With a 300 year heritage, RSA is one of the world's leading multinational quoted insurance groups. It has the capability to write business in over 130 countries and major operations in the UK, Scandinavia, Canada, Ireland, Asia and the Middle East, Latin America and Central and Eastern Europe. Focusing on general insurance, it has around 23,000 employees and, in 2009, its net written premiums were £6.7bn.

Important disclaimer

Visit www.rsagroup.com for more information.

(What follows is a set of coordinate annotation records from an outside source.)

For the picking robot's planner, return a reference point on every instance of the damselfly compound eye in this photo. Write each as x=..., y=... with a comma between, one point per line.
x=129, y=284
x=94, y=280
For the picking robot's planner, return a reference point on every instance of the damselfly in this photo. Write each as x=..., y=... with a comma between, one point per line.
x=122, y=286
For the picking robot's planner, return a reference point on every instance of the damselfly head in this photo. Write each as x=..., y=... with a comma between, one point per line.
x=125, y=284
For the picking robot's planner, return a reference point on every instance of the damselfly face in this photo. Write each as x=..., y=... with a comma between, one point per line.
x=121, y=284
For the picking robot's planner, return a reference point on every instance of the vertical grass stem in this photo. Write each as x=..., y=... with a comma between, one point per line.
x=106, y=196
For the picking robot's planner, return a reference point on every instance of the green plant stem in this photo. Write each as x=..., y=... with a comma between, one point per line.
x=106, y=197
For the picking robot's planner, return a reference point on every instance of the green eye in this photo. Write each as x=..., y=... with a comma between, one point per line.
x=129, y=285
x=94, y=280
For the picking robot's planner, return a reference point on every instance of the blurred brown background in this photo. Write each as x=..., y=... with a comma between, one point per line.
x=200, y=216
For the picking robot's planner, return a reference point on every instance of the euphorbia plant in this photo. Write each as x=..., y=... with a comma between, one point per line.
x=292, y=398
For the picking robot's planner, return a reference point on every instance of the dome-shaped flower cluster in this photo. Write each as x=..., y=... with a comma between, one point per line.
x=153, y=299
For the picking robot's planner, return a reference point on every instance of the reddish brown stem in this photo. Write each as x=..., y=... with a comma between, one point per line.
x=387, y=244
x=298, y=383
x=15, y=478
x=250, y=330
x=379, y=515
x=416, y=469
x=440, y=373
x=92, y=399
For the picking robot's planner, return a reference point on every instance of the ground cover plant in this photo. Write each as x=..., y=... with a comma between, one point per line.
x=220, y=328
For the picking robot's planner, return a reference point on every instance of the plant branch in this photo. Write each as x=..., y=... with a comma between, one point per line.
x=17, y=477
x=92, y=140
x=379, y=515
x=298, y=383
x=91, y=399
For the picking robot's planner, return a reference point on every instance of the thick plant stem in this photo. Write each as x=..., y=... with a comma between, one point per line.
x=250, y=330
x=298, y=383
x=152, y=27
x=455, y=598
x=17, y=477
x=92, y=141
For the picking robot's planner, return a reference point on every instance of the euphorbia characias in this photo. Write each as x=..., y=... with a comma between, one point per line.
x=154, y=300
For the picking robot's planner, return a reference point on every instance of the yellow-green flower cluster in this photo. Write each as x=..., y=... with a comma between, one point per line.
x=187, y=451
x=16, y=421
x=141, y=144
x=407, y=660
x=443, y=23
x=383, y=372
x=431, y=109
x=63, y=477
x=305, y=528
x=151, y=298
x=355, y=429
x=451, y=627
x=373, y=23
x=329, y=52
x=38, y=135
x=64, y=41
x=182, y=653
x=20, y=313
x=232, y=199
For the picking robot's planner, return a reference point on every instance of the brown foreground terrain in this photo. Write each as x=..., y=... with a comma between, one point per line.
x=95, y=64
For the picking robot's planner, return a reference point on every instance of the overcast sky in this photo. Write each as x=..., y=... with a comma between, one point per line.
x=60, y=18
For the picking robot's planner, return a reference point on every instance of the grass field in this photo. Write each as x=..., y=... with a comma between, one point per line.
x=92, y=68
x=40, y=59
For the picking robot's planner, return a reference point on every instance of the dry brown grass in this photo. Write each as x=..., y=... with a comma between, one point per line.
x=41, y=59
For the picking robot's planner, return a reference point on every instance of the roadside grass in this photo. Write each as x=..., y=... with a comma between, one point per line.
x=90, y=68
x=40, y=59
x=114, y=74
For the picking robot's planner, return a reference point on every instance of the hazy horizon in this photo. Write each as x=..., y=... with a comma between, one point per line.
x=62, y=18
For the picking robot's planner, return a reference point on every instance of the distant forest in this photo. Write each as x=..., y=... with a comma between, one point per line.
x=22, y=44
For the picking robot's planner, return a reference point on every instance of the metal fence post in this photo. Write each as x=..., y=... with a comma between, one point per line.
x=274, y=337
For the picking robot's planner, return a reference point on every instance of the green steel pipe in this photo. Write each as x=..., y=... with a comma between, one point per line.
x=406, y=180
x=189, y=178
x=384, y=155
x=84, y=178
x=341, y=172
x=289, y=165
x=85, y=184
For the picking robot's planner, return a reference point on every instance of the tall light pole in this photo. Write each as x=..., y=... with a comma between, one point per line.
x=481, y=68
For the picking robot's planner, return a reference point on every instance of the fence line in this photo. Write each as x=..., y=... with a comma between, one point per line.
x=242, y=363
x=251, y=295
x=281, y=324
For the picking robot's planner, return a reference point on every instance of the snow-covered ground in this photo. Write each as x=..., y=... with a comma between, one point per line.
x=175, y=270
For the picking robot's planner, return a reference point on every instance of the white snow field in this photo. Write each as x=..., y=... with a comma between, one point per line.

This press release has been prepared in accordance with the requirements of English company law and the liabilities of the directors in connection with this press release shall be subject to the limitations and restrictions provided by such law. This press release may contain 'forward-looking statements' with respect to certain of the Group's plans and its current goals and expectations relating to its future financial condition, performance, results, strategic initiatives and objectives. Generally, words such as "may". "could", "will", "expect", "intend", "estimate", "anticipate", "aim", "outlook", "believe", "plan", "seek", "continue" or similar expressions identify forward-looking statements. These forward-looking statements are not guarantees of future performance. By their nature, all forward-looking statements involve risk and uncertainty because they relate to future events and circumstances which are beyond the Group's control, including amongst other things, UK domestic and global economic business conditions, market-related risks such as fluctuations in interest rates and exchange rates, the policies and actions of regulatory authorities (including changes related to capital and solvency requirements), the impact of competition, inflation, deflation, the timing impact and other uncertainties of future acquisitions or combinations within relevant industries, as well as the impact of tax and other legislation and other regulations in the jurisdictions in which the Group and its affiliates operate. As a result, the Group's actual future financial condition, performance and results may differ materially from the plans, goals and expectations set forth in the Group's forward-looking statements. The Group undertakes no obligation to update any forward-looking statements, save in respect of any requirement under applicable law or regulation. Nothing in this press release should be construed as a profit forecast.